Jプロフェッショナルセミナー愛知 2011 -建築家実務講座-
「構造」 シーズン1 第3回

「総合的なデザインにとっての木質構造計画と設計

加藤工匠氏(㈱浦野設計)


(高嶋繁男/黒川建築事務所)
 9月15日(木)に総合資格学院名古屋校にて開催した。参加者は37名(JIA18名、士会11名、事務所所員7名、JSCA1名)であった。木質構造による建築は、国産材の森林資源の増加、地産地消、自然素材への傾倒、カーボンニュートラル、といった環境面と耐火性能の評価、木質混構造の緩和、公共建築物の木材利用促進法、といった法令面からの促進もあり、関心が高い。
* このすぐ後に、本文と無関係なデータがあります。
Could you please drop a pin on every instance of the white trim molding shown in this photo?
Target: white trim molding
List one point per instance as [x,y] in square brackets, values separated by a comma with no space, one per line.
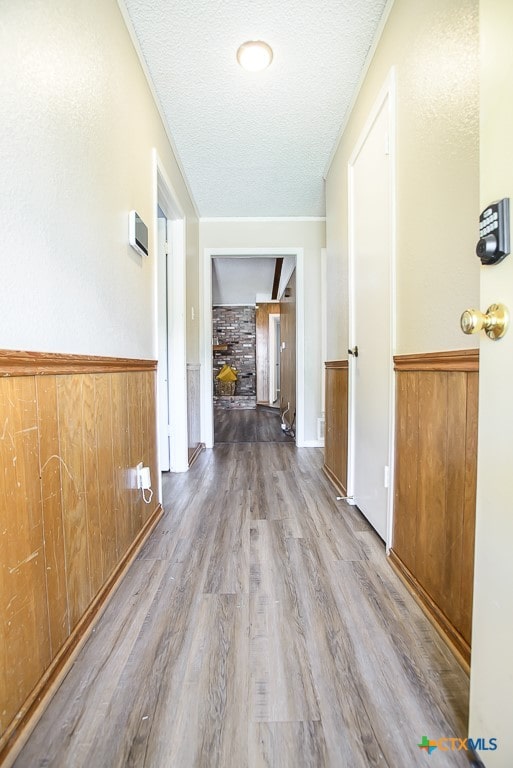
[221,219]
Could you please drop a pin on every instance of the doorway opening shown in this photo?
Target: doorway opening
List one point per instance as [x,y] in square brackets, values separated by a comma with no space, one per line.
[170,291]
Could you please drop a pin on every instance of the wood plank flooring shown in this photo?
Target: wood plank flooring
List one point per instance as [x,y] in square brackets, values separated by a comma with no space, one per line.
[260,627]
[257,425]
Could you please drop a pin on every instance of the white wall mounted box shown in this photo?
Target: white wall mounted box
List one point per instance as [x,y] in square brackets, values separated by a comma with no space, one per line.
[137,233]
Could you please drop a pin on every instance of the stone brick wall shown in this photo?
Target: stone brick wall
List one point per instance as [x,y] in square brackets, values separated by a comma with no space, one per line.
[236,327]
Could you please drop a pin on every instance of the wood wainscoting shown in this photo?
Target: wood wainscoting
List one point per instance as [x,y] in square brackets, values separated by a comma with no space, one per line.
[435,487]
[335,433]
[72,430]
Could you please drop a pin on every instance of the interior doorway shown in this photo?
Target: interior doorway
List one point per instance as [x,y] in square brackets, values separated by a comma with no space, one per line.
[268,368]
[274,359]
[163,341]
[371,200]
[170,290]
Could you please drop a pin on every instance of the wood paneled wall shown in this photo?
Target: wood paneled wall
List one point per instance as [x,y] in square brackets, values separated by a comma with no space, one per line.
[288,354]
[263,310]
[435,486]
[335,436]
[71,431]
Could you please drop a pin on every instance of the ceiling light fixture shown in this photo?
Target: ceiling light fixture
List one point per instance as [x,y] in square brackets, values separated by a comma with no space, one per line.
[255,55]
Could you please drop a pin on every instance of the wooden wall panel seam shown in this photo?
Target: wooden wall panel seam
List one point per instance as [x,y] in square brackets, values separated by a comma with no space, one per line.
[457,360]
[13,738]
[21,363]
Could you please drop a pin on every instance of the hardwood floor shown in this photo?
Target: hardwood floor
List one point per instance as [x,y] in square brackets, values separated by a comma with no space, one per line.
[257,425]
[261,627]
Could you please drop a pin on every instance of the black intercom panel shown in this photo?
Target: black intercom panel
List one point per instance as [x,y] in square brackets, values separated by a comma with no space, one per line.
[493,244]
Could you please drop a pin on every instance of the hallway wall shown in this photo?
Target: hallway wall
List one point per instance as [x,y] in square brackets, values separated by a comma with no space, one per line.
[76,157]
[308,234]
[434,48]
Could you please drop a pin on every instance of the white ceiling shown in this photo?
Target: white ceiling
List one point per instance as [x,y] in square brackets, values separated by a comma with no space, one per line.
[255,144]
[247,279]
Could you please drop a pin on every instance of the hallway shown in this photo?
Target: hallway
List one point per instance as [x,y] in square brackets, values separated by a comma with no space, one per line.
[259,425]
[260,626]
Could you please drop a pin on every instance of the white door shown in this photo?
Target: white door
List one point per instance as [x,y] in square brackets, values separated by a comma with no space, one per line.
[370,227]
[163,343]
[274,357]
[491,679]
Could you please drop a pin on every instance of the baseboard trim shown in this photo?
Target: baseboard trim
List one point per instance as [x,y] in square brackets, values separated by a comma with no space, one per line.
[455,642]
[17,733]
[458,360]
[334,481]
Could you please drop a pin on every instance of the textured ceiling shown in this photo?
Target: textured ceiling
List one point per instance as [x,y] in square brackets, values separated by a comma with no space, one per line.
[255,144]
[247,279]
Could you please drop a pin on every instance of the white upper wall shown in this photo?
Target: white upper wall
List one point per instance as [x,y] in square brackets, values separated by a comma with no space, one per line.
[77,131]
[305,234]
[434,48]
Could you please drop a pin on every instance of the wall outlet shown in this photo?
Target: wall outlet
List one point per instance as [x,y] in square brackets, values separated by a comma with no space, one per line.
[143,477]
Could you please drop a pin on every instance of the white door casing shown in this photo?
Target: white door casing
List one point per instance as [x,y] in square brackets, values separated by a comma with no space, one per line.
[163,352]
[274,356]
[371,196]
[491,678]
[207,410]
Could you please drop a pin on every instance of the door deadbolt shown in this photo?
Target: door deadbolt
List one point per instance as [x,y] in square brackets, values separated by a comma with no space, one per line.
[494,322]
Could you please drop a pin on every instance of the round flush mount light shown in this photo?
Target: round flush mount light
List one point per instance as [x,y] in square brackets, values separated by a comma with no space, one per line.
[255,55]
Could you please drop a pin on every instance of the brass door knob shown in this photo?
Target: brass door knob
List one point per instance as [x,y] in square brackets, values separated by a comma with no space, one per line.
[494,323]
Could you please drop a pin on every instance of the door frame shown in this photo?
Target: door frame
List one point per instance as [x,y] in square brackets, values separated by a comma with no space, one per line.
[387,92]
[274,321]
[207,387]
[166,197]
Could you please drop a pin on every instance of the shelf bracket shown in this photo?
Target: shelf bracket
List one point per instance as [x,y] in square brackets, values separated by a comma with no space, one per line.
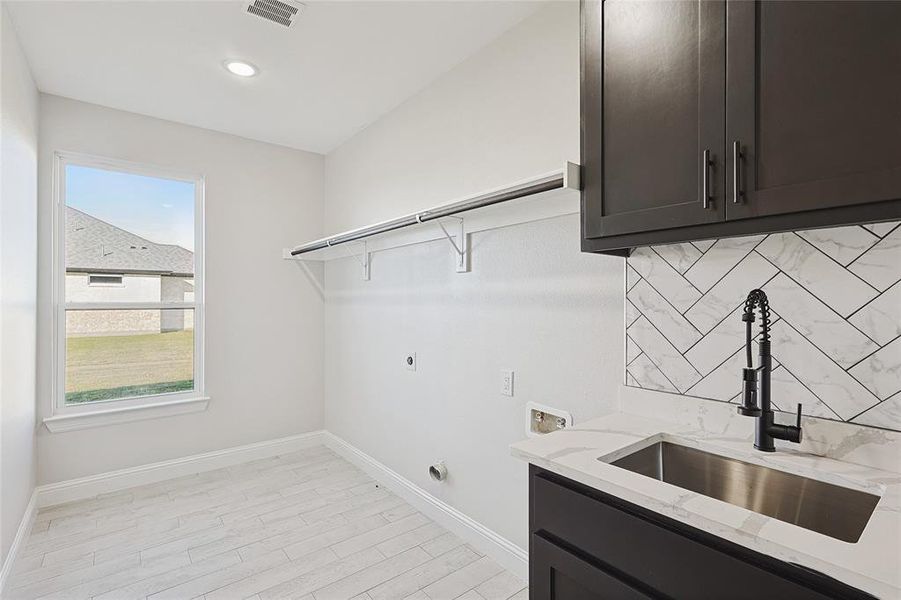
[460,246]
[364,257]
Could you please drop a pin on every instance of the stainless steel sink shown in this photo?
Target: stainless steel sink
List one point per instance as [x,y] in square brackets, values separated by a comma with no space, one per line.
[832,510]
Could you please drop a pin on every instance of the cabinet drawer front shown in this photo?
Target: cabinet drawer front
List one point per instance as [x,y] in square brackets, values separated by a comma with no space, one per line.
[558,574]
[662,559]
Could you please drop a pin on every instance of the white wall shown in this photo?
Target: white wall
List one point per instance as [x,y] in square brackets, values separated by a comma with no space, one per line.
[532,303]
[18,248]
[263,341]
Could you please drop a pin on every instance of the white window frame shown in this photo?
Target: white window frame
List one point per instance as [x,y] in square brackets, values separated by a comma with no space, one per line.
[68,417]
[106,283]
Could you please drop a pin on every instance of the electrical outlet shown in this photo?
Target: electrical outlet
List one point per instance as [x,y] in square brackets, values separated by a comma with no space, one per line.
[507,383]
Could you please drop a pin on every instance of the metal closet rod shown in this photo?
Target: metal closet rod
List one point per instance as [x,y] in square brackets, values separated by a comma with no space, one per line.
[553,183]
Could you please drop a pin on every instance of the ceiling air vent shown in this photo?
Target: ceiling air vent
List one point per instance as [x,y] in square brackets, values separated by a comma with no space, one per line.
[277,11]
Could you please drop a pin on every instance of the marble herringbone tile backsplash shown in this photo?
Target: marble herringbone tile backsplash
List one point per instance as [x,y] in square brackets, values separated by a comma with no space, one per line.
[835,296]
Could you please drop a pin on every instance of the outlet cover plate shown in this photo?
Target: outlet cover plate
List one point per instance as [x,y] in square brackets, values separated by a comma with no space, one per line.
[507,382]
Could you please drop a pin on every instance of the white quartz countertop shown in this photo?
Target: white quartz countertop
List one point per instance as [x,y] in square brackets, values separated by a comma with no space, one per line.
[873,564]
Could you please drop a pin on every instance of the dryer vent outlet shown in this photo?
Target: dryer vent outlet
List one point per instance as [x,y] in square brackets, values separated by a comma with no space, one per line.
[438,471]
[283,12]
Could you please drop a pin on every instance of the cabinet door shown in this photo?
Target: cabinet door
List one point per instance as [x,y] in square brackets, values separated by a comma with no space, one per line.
[813,102]
[557,574]
[652,109]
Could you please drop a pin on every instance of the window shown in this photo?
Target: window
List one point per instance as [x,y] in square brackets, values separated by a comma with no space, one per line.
[100,280]
[129,275]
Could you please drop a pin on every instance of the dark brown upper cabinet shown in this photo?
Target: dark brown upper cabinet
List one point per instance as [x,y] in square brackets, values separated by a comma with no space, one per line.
[709,119]
[655,134]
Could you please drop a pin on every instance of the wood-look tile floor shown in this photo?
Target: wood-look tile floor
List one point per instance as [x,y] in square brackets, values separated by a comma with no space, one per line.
[308,525]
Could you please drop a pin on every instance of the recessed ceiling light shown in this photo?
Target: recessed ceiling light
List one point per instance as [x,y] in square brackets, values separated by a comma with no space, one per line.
[240,68]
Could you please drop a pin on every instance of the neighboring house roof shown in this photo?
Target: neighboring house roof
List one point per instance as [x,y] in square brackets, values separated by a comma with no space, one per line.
[93,245]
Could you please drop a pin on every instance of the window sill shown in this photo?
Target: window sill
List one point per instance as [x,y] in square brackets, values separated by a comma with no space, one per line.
[114,416]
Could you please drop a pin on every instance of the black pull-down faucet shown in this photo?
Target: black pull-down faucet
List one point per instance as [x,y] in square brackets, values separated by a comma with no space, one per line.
[755,400]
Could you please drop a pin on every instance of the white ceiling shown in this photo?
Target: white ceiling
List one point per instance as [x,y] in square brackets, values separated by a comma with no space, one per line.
[340,67]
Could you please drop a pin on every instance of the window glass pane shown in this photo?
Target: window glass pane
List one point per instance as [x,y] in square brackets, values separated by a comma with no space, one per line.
[131,226]
[114,354]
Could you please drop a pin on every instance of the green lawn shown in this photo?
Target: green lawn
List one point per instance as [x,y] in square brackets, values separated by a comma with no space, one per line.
[109,367]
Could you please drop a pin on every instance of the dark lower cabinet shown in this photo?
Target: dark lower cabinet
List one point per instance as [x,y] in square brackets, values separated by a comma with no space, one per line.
[564,574]
[713,118]
[585,544]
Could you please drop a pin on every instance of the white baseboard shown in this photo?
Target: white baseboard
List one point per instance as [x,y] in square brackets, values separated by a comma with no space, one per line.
[21,534]
[506,553]
[88,487]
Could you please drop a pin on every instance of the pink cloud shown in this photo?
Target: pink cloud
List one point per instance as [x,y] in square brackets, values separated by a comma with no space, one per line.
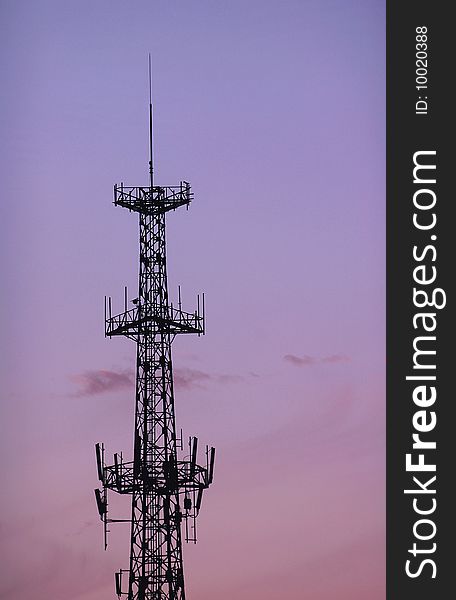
[92,383]
[307,361]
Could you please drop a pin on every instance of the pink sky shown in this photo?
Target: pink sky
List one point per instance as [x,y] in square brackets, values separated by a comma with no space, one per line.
[275,113]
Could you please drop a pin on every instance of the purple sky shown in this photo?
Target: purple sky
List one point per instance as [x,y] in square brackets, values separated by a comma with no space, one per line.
[274,111]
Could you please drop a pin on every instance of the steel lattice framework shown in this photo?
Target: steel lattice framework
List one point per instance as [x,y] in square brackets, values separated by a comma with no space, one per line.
[166,492]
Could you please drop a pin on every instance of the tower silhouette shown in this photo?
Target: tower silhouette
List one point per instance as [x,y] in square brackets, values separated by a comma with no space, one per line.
[166,491]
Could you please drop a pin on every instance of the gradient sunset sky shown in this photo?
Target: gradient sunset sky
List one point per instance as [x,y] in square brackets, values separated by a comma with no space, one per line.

事前のアンケートでもかなり細部に及ぶニーズがあった。
 2時間半のセミナーでは到底、網羅できないが、講師の加藤氏は、
○木質構造のトピックス(今回のセミナー独自のテキスト25頁分) 
○JSCA構造設計実務者研修「基礎編」 第Ⅶ編木質構造の構造設計:100頁分) 
○加藤氏が携わった木質構造の設計例(設計図面・建物写真) 
○東日本大震災での被災事例、木質構造の液状化対策と、
豊富な内容を限られた時間の中で、精一杯説明してくださった。
 木質構造の設計実績が多い構造設計者は少ないと聞いている。そのような現状で、木質構造にはさまざまな木材と架構形式があり、意匠設計者と構造設計者の双方が上手く協働するために、「木」を知り、「木質構造」を知ることの大切さを感じた。
 今回は短い時間ではあったが、幅広く基礎レベルを学ぶ機会をいただいた。加藤工匠氏には、改めて感謝の意を表した
講演する加藤工匠氏 会場の様子
〈参加者の声〉
●前回参加させていただいた際、とても面白かったため、今回も受講いたしました。セミナーでは、最近の木造建築を取り上げ、構造とデザインの面から分かりやすくご説明していただきました。今回のセミナーを受けて、木造の可能性を改めて実感でき、私自身もその「可能性」にチャレンジしていきたいと感じました。
 このような機会を与えてくださった皆様、ありがとうございました。(森 美欧/中建設計)
●資料を元にしてお話を頂けたので、構造に対して苦手意識を持っていた私にはとても分かりやすかったです。また頂いた資料は木質構造についての基礎知識をまとめてあるため、日常の業務にも活用させていただいています。
 ありがとうございました。(井上直之/東海・ビルド一級建築士事務所)
●木の特性や欠点、背割れとボルトの干渉など、ふだん設計していてもまだまだ知らない木の性質や施工上の注意点などがあり、改めて勉強が必要であると痛感しました。有意義な講義となりました。